Koralis attended Northknot University from 2022 to 2025 without breaks, majoring in Political Science with double minor in Archival Studies and Maritime Law. She led cultural diplomacy initiatives between land and sea, organized coastal preservation efforts, interned at town hall, and secured a liaison position with the undersea court. She moved with relentless precision, as if productivity could outrun grief. At twenty-one, she was appointed Archivist of the Royal Court. Custodian of treaties, correspondence, and maritime law. Meticulous. Neutral. Frighteningly competent.
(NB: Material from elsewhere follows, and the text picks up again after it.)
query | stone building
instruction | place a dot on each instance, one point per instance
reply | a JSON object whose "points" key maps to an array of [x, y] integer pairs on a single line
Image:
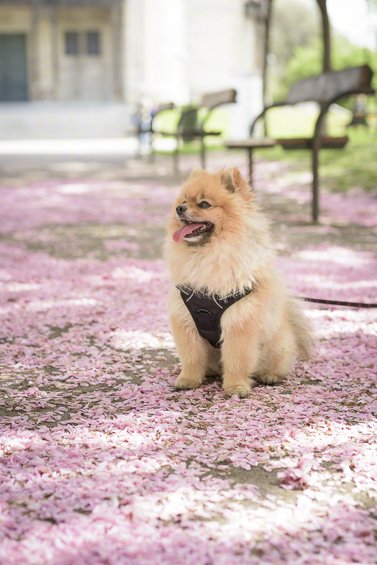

Shortly after her appointment, she uncovered documentation related to her father’s assassination. A warning memo. A request for increased security. A budget dispute. Her mother’s signature approving a scaled-down escort due to perceived low threat. Not murder, no. But preventable risk. She sits with it for days. Then Koralis altered one document. Subtly reframed the timeline to prevent her siblings from piecing together the implication. She did not do it for power, not to hold against her mother (who still does not know that Koralis knows her fatal mistake). But because she cannot bear another fracture in her family which was already defined by loss and distance. It fractured something inside of her instead. She lives with a quiet, constant guilt. She tells herself she chose mercy over chaos. But some nights she wonders whether she preserved her family or crossed a line she cannot uncross, if she began becoming someone capable of rewriting reality to survive it. She has never admitted that the archive did not just change that day. She did.
“Power resides where men believe it resides. It’s a trick. A shadow on the wall.”
Now nearly twenty-two, Lady Koralis is still that beloved, traditional, composed, golden girl. Privately, she is a survivor of a violent foreign dominion, a manipulative predator, layers upon layers of grief, and her own moral compromise. Almost every night, lying awake in her bed, she still questions who she is at her core. The child her father nurtured. The diplomat the court praises. Or something colder taking shape beneath the silk.
Koralis does not need to raise her voice to hold power. She already understands the currents. She knows how to move them. And she knows exactly what it costs.